In view of the later decisions, both in the Court of Errors and Appeals and the Supreme Court, the relief by injunction against obstruction of a public street cannot be granted in this case for two reasons: First. Because the proof that Cumberland street east of Fourth has been accepted by the municipality as a public street which it is obliged to repair for public passage is not sufficient. Where an owner has dedicated a street over his lands, he is estopped from retracting his dedication, and the public right at any time to appropriate the street dedicated, when required, can only be released by the Legislature, or the municipality under its authority. Hoboken Land & Improvement Co., 36 N. J. Law (7 Vroom) 540, 549 (Err. & App. 1873); McAndrews, etc., Co. v. Camden, 78 N. J. Eq. 244, 248, 78 Atl. 232 (Err. & App. 1910). But until there is an acceptance of the street by some municipal act, or by public usage, the public acquire no rights therein, and is subject to no duties by reason of the dedication. Id.; Atlantic & S. Ry. Co. v. State Board, 80 N. J. Law, 83, 77 Atl. 609 (Sup. Ct. 1910). No public usage of this portionof Cumberland street has been shown, nor was vehicular travel ever practicable since Fourth street was graded above it. Under these circumstances the adoption of this portion on the map for taxing or city purposes does not seem such an acceptance as to impose on it the duty of repair for public travel. Proceedings to vacate under the act of 1888 do not imply acceptance.
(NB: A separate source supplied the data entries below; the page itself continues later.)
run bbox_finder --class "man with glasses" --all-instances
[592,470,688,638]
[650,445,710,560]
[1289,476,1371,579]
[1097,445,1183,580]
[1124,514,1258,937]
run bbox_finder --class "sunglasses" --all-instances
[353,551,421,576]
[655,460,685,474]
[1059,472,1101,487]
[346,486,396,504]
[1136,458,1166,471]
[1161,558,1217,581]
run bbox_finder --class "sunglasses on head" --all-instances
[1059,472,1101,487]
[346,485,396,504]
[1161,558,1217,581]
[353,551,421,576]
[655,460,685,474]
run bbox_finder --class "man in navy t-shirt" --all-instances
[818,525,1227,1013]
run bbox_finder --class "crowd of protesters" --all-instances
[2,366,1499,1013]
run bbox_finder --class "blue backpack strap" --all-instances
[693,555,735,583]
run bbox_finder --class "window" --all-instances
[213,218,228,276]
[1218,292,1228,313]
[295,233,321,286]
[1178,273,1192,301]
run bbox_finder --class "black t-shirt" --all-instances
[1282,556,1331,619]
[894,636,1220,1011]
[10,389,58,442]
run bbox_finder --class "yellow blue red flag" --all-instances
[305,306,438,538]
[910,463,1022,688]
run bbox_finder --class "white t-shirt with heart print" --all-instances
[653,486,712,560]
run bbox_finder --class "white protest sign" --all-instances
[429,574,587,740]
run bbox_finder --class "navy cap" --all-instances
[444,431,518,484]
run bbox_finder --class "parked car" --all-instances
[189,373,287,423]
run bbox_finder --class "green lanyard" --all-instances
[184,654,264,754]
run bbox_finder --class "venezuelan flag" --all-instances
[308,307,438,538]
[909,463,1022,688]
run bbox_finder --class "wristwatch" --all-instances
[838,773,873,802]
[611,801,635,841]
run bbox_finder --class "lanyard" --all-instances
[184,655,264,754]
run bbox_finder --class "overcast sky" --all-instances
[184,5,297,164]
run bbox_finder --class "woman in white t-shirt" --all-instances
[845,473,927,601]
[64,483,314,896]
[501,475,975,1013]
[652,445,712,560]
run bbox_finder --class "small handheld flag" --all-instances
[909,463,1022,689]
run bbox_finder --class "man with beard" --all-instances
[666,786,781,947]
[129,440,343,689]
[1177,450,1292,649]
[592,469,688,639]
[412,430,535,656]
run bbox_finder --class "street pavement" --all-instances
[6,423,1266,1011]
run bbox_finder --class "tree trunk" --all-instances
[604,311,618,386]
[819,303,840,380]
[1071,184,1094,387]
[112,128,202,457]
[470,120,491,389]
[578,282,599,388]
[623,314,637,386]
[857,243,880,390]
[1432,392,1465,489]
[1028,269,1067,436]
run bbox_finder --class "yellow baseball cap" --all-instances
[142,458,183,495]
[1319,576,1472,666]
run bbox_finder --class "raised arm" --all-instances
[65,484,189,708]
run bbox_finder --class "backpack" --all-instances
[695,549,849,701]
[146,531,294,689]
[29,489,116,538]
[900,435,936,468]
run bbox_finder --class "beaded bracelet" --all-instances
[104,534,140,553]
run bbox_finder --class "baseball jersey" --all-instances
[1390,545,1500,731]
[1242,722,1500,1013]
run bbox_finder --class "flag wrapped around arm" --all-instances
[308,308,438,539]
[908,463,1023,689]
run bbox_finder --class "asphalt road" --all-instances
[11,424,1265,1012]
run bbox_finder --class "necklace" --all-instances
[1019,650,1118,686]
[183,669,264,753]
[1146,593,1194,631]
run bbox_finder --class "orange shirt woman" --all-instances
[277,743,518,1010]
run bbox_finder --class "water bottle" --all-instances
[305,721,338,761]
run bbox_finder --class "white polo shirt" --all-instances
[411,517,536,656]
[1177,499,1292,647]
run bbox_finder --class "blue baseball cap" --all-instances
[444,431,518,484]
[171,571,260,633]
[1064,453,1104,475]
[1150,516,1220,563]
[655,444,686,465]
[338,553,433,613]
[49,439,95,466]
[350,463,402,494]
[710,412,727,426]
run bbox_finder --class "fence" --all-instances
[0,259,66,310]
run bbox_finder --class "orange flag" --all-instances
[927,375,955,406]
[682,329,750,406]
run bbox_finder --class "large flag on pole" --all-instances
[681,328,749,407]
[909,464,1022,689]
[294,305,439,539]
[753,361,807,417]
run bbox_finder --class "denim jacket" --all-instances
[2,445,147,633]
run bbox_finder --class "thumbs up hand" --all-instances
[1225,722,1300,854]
In the second place, I am inclined to concur in the view of Justices Garrison, Dixon, and Collins in the Anthony Shoe Co. Case, supra (57 N. J. Eq. 619, 42 Atl. 279), that where public right is fairly drawn in question, and is to be decided, the public or the municipality must be a party to the proceeding. On an indictment or information by the Attorney General the public is the formal party asserting the right and the status of the street as a public street is settled finally against all parties. Whether, if the town of Harrison had been made party defendant to this bill as uniting in or allowing the obstruction of a public street, the obstruction of a public street, if denied, could be tried, and relief by injunction granted, is not a matter for decision.
The case is decided solely on the rights of complainants and the land company to injunction under the agreements and deeds, and the form of injunction will be settled.